In order to actually show and manipulate data, your form should contain some field elements. They have one mandatory attribute name, which refers to the field's name in the model. So above, we offer the user to edit the partner's name and categories. If we only want to show one of them, without the user being able to edit the field, we set the attribute readonly to 1 or True. This attribute actually may contain a small subset of Python code, so readonly="2>1" would make the field read only too. The same applies to the attribute invisible, that you use to have the value read from the database, but not shown to the user. We'll see later in which situations we want to have that.

Note

Take care not to put the same field twice on your form. Odoo is not designed to support this, and the result will be that all but one of those fields will behave as if they were empty.

You must have noticed the attribute widget on the categories field. It defines how the data in the field is supposed to be presented to the user. Every type of field has its standard widget, so you don't have to explicitly choose a widget. But several types provide multiple ways of representation, in which case you might opt for something else than the default. As a complete list of available widgets would exceed the scope of this recipe, you'll have to resort to Odoo's source code to try them out and consult Chapter 15, Web Client Development for details on how to make your own.

General attributes

On most elements (this includes group, field, and button), you can set the attributes attrs and groups. While attrs is discussed next, the groups attribute gives you the possibility to show some elements only to the members of certain groups. Simply put the group's XML ID (separated by commas for multiple groups) in the attribute, and the element will be hidden for everyone who is not a member of at least one of the groups mentioned.

Other tags

There are situations where you might want to deviate from the strict layout groups prescribed. A good example is, if you want the name field of a record to be rendered as a heading, the field's label would interfere with the appearance. In this case, don't put your field into a group element, but for example, into the plain HTML h1 element. Then before the h1 element, put a label element with the for attribute set to your field name:

<label for="name" />
<h1><field name="name" /></h1>

This will be rendered with the field's content as a big heading, but the field's name only small above. That's basically what the standard partner form does.

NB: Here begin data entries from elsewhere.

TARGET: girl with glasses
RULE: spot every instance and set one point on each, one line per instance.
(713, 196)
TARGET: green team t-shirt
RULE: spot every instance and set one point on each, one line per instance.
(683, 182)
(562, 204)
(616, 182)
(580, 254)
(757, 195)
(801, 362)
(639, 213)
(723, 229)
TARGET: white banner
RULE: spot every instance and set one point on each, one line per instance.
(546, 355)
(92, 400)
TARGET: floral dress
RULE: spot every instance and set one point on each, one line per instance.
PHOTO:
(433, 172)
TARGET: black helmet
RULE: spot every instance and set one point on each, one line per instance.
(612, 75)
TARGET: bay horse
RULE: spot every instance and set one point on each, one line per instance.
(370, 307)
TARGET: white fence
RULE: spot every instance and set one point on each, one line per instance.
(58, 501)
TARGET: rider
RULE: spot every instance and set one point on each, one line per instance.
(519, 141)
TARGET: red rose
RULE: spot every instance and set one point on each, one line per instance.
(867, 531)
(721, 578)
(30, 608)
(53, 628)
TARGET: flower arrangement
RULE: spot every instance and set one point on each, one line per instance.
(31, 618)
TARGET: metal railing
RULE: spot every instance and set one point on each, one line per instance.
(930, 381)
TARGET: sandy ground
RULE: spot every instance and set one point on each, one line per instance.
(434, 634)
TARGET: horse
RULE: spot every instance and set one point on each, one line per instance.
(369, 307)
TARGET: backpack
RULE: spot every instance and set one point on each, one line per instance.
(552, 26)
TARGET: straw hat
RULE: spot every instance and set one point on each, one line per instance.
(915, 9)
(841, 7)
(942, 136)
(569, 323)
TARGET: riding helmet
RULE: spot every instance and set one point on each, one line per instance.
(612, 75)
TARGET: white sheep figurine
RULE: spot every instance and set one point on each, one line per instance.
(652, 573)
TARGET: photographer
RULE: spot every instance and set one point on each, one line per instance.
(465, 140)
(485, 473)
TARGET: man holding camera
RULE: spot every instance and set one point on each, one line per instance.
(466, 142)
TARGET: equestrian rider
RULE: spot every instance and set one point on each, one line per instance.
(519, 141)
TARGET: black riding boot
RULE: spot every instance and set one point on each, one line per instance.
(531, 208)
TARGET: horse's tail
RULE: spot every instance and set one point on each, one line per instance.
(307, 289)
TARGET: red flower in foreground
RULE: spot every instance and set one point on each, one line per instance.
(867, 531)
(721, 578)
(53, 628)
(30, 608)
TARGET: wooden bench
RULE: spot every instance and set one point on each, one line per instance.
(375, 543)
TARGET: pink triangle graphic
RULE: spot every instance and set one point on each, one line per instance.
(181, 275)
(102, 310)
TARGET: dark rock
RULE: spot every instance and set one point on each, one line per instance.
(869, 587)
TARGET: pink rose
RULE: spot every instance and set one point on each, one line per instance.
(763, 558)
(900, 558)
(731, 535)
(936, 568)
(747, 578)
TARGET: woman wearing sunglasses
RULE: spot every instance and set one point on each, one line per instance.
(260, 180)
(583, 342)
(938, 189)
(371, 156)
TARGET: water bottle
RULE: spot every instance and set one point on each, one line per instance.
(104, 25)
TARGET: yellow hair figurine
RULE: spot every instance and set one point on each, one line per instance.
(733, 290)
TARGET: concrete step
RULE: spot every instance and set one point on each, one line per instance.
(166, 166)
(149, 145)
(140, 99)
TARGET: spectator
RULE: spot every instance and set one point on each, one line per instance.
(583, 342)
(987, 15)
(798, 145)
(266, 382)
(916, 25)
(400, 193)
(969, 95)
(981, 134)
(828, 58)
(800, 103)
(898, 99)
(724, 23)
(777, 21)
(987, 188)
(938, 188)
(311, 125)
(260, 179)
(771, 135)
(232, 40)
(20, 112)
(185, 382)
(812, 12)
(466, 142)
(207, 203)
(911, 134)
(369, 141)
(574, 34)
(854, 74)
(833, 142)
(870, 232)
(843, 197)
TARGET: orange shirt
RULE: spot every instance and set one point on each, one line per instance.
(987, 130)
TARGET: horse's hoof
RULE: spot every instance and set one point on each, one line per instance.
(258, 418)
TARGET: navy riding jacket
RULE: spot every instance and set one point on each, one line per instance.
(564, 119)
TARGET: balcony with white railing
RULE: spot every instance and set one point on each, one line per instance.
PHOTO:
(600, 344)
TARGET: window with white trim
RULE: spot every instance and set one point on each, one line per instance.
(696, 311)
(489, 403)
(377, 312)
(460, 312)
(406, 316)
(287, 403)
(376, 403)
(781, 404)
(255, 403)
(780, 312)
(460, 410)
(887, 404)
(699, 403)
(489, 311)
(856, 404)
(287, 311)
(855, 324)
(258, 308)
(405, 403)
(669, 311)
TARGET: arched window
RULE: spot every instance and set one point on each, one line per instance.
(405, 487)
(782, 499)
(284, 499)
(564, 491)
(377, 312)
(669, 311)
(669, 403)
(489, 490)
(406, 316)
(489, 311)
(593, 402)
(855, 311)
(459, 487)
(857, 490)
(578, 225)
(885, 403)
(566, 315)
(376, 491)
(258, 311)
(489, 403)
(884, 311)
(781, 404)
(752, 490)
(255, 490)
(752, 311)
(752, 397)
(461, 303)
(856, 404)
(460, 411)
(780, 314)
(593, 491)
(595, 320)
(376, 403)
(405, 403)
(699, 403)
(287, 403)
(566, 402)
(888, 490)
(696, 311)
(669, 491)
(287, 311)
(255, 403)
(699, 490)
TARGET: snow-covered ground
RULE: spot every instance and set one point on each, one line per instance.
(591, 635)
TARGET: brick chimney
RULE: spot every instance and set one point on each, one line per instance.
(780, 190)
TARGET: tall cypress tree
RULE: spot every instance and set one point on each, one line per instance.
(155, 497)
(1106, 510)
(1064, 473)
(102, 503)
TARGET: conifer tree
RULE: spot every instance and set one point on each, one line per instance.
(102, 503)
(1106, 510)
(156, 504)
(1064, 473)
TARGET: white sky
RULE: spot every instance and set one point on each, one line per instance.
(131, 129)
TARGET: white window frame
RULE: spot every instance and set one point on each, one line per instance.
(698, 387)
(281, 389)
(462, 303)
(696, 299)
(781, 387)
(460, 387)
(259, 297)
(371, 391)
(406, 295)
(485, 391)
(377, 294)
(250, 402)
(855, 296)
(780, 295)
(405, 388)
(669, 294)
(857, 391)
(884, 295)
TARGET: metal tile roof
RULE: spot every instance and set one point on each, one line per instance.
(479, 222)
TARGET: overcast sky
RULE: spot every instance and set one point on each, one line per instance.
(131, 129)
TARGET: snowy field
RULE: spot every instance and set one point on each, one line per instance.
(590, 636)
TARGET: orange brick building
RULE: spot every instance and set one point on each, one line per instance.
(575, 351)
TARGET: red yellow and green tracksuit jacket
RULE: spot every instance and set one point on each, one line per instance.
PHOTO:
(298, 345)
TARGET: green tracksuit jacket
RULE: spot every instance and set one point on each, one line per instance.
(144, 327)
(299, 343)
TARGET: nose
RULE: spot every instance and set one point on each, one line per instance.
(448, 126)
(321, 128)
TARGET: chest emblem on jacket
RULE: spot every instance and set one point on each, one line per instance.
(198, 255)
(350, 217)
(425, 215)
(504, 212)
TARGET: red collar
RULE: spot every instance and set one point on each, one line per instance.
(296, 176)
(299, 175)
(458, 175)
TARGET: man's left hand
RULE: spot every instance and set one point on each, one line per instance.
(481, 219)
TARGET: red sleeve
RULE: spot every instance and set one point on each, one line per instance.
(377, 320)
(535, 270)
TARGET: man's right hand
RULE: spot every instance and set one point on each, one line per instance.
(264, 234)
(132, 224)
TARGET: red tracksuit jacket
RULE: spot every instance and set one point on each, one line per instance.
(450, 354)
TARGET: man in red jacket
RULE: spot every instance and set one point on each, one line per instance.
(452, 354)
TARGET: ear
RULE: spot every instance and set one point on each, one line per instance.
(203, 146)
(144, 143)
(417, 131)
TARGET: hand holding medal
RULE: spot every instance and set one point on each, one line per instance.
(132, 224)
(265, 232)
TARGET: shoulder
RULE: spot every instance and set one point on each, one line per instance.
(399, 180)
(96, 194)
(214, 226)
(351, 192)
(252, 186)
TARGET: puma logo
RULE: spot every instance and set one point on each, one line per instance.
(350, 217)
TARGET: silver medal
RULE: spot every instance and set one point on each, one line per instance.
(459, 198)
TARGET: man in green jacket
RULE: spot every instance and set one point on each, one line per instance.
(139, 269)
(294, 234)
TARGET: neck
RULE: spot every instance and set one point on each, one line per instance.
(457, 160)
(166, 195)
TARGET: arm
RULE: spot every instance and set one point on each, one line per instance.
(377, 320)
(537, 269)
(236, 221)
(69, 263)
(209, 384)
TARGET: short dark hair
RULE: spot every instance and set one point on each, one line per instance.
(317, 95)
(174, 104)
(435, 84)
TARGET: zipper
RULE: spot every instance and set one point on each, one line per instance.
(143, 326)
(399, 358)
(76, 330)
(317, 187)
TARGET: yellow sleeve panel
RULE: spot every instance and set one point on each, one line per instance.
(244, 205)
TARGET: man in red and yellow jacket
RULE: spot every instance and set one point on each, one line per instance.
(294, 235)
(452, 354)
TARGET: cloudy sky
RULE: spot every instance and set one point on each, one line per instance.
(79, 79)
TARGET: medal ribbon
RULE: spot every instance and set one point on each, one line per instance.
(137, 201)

If you need a line break within a group, use the newline element. It's always empty.

<newline />

Another useful element is the footer element. When you open a form as a popup, this is the good place to place the action buttons. It will be rendered as a gray bar too, analogous to the header element.

There's more...

Since form views are basically HTML with some extensions, Odoo also makes extensive use of CSS classes. Two very useful ones are oe_read_only and oe_edit_only – they cause elements with these classes applied to be visible only in read/view mode or only in edit mode. So to have the label visible only in edit mode:

<label for="name" class="oe_edit_only" />

Further, the form element can have attributes create, edit, and delete. If you set one of those to false, the corresponding action won't be available for this form. Without this being explicitly set, the availability of the action is inferred from the user's permissions. Note that this is purely for straightening the UI; don't use this for security.

See also

The widgets described earlier already offer a lot of functionality, but sooner or later you will encounter cases where they don't do exactly what you want. For defining your own widgets, refer to Chapter 15, Web Client Development.